We've had this column running now for a few years and each week we try to bring attention to something you may not have noticed before at Hollywood Studios but this week, we feature the mother of all these columns. This week's entry is so important and has so much backstory to it that quite frankly, it will be tough to condense it all into one column. Because this week's entry is so important, I must take take the time to dive deep into this week's entry.
We are talking about of the gas cover you can find on the Streets of America. Do not be fooled by its commonplace appearance. Like so many things, it is not what outside, but what is inside that counts. This is no ordinary gas cover. It once changed the course of a young man's life. A young man, who, like this lamp, was more than what he seemed. A diamond in the rough. Of course, we're talking about Walt Disney and like many things in the Studios, pays homage to Disney's early's life who when he was a child growing up in Marceline, Missouri, was trying to hang a clock while standing on his toilet, but slipped and hit his head on the sink. When he came to, he had the idea for Disneyland.

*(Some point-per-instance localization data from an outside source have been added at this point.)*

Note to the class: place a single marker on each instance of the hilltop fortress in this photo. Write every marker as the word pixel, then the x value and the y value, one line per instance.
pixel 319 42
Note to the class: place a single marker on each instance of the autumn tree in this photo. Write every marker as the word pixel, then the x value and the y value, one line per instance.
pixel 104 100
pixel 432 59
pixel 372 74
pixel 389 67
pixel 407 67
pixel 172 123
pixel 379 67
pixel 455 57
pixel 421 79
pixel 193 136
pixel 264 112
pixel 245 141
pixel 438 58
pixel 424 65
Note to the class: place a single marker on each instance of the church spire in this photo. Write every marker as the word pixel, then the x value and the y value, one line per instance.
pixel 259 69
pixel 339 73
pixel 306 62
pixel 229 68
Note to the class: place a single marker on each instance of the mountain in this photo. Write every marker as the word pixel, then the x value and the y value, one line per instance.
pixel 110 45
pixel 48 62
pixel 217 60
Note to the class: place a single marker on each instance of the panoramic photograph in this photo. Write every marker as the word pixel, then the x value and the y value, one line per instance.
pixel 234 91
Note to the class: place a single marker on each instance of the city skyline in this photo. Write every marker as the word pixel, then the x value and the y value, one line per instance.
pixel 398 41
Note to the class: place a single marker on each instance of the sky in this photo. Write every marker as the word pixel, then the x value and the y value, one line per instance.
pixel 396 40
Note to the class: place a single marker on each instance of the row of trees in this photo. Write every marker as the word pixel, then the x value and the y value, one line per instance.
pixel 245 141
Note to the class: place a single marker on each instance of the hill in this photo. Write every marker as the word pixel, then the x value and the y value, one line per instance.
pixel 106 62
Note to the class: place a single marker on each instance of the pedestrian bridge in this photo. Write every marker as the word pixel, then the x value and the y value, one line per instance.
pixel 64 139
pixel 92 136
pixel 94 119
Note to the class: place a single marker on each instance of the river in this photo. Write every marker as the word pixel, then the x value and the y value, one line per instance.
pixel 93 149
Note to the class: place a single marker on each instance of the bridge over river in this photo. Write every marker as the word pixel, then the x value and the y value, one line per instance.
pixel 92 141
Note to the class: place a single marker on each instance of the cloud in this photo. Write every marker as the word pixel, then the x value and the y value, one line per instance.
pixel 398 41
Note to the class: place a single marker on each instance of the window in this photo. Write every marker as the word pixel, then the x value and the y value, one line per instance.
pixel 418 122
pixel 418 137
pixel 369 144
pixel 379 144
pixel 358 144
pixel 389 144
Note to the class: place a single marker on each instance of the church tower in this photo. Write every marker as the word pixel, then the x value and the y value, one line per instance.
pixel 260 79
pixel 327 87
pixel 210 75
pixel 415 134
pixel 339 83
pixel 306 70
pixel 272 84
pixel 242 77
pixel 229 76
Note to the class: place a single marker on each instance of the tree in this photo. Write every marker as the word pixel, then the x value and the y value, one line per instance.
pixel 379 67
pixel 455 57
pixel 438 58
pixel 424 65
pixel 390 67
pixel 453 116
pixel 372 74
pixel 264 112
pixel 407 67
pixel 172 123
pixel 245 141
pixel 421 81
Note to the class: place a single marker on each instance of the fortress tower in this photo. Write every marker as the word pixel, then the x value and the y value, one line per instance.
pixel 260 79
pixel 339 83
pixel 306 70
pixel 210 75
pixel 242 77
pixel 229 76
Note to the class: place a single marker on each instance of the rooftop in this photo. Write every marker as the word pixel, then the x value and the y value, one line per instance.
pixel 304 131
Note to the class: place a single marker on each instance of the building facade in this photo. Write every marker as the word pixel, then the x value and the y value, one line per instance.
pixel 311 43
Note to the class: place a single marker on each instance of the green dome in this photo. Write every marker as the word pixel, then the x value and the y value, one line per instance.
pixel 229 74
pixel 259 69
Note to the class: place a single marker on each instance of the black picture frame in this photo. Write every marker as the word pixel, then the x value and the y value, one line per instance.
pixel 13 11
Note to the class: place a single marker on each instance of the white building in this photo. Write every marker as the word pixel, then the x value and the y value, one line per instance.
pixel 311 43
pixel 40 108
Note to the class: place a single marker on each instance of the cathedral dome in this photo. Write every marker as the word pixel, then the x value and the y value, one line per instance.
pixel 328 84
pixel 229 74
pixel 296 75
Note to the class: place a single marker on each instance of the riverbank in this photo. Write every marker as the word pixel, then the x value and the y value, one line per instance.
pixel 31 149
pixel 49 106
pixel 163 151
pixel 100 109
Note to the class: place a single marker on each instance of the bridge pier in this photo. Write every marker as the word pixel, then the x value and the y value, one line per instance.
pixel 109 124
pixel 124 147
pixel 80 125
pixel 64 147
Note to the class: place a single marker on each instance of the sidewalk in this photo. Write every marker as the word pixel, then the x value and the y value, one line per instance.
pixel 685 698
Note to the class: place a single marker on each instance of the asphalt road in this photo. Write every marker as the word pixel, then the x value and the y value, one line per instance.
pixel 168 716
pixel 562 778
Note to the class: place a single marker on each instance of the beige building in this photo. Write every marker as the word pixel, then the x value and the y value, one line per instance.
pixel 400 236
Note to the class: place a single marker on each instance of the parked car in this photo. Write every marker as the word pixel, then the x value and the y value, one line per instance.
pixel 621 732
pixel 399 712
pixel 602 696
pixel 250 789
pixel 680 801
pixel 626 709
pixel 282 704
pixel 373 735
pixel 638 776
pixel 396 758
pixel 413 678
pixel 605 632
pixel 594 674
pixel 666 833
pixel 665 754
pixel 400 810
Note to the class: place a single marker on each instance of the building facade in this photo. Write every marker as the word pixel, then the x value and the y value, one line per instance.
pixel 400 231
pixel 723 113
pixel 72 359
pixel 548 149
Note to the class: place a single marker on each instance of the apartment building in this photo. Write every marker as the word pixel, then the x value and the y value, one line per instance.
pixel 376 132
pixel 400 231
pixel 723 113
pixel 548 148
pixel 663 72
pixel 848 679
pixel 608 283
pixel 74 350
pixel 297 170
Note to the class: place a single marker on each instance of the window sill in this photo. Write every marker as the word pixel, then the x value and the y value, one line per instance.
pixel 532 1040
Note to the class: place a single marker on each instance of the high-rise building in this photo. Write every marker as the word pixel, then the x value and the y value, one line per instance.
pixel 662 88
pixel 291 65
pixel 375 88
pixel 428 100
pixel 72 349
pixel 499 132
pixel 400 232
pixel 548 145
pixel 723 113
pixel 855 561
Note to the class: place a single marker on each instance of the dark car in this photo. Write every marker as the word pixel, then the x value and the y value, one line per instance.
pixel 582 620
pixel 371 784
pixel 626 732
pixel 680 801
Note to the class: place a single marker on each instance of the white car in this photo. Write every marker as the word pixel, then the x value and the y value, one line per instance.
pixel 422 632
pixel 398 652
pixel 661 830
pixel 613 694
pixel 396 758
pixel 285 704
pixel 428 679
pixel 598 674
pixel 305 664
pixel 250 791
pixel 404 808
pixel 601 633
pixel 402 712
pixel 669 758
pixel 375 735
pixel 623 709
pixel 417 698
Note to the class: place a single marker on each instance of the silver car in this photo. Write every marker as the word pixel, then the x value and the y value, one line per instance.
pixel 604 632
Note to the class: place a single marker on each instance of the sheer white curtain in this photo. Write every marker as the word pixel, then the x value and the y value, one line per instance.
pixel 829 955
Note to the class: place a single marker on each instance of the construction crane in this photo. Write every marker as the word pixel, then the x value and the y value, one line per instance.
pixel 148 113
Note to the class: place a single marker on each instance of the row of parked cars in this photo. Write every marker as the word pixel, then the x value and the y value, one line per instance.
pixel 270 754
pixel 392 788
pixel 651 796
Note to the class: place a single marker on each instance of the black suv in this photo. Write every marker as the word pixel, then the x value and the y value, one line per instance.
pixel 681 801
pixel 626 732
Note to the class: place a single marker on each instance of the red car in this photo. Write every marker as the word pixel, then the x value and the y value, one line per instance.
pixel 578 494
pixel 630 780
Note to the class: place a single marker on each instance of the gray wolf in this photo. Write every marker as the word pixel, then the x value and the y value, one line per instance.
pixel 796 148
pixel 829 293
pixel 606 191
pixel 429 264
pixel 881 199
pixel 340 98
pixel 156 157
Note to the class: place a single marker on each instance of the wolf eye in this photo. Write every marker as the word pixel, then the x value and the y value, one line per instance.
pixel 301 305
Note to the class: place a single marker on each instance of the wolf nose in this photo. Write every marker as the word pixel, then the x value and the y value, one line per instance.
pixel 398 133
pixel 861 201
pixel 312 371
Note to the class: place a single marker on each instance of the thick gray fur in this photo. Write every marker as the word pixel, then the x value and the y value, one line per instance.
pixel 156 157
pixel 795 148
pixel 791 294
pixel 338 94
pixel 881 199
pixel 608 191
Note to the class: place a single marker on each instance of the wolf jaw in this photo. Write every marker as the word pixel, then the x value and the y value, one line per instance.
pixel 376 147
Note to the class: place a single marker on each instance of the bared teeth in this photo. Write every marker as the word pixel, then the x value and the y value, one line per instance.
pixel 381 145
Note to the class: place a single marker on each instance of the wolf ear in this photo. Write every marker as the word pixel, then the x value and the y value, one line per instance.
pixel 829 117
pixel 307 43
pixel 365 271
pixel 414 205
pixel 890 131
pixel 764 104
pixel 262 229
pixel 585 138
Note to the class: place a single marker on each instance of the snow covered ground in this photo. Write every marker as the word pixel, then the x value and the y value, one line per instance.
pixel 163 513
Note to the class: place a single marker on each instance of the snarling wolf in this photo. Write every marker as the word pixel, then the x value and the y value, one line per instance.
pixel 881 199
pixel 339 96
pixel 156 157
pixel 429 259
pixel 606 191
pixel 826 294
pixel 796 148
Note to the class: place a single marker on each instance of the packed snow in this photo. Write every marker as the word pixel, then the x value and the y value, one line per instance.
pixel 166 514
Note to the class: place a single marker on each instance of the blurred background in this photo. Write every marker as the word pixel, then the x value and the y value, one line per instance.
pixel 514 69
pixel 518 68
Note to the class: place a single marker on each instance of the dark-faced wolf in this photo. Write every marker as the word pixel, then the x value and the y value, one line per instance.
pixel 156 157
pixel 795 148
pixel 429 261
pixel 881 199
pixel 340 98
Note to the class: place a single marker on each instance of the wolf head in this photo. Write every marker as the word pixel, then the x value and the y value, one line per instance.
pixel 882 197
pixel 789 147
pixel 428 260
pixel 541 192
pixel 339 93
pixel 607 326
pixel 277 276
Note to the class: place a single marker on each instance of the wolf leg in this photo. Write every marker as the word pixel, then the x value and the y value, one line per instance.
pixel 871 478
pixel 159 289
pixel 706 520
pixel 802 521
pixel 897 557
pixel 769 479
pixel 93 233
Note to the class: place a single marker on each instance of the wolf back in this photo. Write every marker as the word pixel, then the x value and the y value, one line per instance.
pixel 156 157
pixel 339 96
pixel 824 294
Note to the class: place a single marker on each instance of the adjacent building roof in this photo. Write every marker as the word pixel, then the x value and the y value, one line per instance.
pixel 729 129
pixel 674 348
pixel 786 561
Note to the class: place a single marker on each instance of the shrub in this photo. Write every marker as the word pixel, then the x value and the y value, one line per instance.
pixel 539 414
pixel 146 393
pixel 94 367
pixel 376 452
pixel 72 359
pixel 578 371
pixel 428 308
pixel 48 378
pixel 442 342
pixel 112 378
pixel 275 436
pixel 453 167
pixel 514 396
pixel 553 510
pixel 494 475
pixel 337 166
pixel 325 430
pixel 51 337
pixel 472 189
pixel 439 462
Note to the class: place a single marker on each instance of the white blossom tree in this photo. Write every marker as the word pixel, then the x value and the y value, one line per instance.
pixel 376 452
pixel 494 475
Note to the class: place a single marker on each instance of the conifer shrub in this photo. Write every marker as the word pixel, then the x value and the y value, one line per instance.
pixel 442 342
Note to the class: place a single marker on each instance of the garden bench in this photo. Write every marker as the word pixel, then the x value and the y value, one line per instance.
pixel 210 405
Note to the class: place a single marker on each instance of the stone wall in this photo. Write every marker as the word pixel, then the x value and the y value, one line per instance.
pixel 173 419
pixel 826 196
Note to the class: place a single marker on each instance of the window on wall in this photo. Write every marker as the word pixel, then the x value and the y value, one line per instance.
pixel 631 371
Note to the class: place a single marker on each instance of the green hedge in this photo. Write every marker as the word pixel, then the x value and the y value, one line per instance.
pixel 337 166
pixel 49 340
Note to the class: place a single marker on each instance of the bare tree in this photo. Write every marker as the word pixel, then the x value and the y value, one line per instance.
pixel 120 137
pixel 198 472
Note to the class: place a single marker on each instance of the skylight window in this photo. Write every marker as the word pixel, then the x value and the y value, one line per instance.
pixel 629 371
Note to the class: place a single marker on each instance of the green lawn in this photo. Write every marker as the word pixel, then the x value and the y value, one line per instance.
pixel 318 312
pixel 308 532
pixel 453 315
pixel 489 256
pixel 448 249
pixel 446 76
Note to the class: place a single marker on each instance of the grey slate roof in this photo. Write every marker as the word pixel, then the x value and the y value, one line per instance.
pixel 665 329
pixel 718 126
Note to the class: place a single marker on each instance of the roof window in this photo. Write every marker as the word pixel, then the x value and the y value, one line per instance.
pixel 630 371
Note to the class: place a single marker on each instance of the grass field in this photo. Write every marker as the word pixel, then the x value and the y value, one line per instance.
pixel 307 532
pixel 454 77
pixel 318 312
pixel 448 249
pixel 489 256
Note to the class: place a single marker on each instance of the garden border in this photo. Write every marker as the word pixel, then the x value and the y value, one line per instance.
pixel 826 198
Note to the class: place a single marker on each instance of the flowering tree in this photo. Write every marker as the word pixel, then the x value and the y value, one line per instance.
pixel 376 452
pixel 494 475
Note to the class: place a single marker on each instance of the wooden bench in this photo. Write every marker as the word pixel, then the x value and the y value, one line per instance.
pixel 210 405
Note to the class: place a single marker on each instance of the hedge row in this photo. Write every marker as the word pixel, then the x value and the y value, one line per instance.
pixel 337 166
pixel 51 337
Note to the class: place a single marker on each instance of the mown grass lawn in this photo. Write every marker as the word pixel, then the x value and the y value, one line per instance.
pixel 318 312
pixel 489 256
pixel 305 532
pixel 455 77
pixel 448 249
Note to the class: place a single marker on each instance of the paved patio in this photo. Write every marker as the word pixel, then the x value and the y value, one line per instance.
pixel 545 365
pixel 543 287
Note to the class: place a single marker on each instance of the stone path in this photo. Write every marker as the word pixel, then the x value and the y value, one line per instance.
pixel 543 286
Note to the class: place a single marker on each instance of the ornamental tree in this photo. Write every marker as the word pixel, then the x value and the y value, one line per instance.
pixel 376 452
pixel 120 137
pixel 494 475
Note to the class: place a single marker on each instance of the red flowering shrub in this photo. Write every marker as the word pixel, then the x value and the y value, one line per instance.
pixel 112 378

Even as a child, Walt was in love with the idea of a theme park where families could enjoy rides together and he began coming up with ideas for his new park and the first idea he had was when he was walking down the street and noticed a gas cover on the street and for some unknown reason, Walt focused on this cover and noticed there may be something there that wasn't there before. He realized his park would need to have a tremendous amount of detail to it and the gas cover would be the perfect example of that. By including such a mundane detail, it shows how much effort and thought goes into any Disney park. And so, when the Disney-MGM Studios were built in 1989, this gas cover was included as a tribute to Walt's foresight and attention to detail.